I tilted my head to the right and squinted just enough to see nothing but the top of my gun. I shifted all my weight to my left foot, hoping against hope that this time, please let it be this time, I get to shoot exactly on the centre of the target.

I let my forefinger touch the trigger for just a second. The whole gun felt cold against my hands, but the trigger felt strangely hot like I had been pressing on it all day long. I wasn't. This is just the third time I've touched it today.
I held my breath as I positioned my forefinger on top of the trigger, careful not to touch it yet, but exactly on the place where I watched my instructor put it for the past month.

"Fire, Mia. Fire!"

I pressed it all too quickly, and I know I screwed it. Again. For the millionth time.

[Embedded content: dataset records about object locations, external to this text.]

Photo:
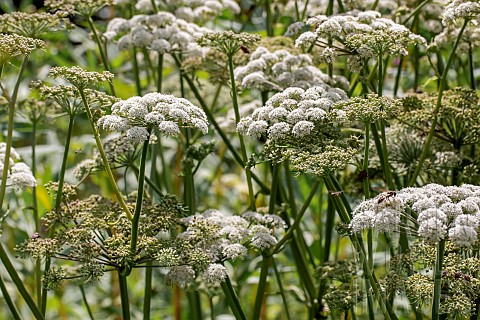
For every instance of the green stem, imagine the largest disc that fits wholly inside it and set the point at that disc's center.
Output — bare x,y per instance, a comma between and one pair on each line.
442,84
222,134
159,72
298,219
138,205
273,190
111,178
38,269
473,84
398,76
63,168
251,194
84,297
19,284
359,247
122,281
262,284
11,116
297,11
278,276
103,54
8,300
150,183
147,298
438,281
269,18
232,300
136,72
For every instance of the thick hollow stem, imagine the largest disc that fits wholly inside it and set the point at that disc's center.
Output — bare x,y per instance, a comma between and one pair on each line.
122,281
111,178
63,168
215,124
19,284
138,205
103,54
11,116
437,288
251,195
442,84
232,300
262,285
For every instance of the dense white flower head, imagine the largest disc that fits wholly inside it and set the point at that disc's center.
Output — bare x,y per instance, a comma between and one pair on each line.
460,9
470,37
442,213
362,33
278,70
19,174
226,237
294,113
303,126
166,113
191,10
162,32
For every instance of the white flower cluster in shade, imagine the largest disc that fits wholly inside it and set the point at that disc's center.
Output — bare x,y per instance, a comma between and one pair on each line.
460,9
278,70
120,152
364,34
19,174
161,32
294,114
191,10
470,38
304,127
318,7
432,212
166,113
221,238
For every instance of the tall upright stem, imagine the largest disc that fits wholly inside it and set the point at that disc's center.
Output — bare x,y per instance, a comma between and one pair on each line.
19,284
103,54
11,116
441,88
248,173
38,268
122,281
437,287
111,178
138,205
269,18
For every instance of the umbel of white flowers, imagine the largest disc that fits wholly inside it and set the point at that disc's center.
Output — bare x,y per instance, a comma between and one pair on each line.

"What was that?!" He huffed, patches of red appearing on his pallid face. I know my bullet can't be good, judging by the reaction on his face like I sank the bullet on his leg, not on the target. And sure enough, when I looked over the human-outlined wooden target board, there wasn't even a chink on its sides. I scanned the room for the destination of my bullet and I saw it, the floor a little over the target boards had a small crater that announced the landing of my misaimed ammunition. I grimaced.

"Sorry." I said quietly, scratching the back of my neck out of habit.

Ely tried to correct his frantic breathing. I can tell that he's trying hard not to implode and strangle me right now, but to no success. He turned his back from me for a few minutes before speaking in his low, calculated voice again. "Mia." He said, but by his tone I could tell he's chiding me. My head bowed lower, in shame. "I don't know what to do with you."

"Ely, I'm trying!" I know I sound like a child pleading now, but I couldn't help it because he sounded like he's about to give up on me.

Eleazar is just two years older than me, he's twenty, but he's the best shooter around. He could practically shoot five moving birds with a bullet, and blast somebody's spleen with a pistol. And I am his lame tutee for the last four weeks. I could just make out his frustration for being stuck with me instead of fighting among the troops rebelling against the current government.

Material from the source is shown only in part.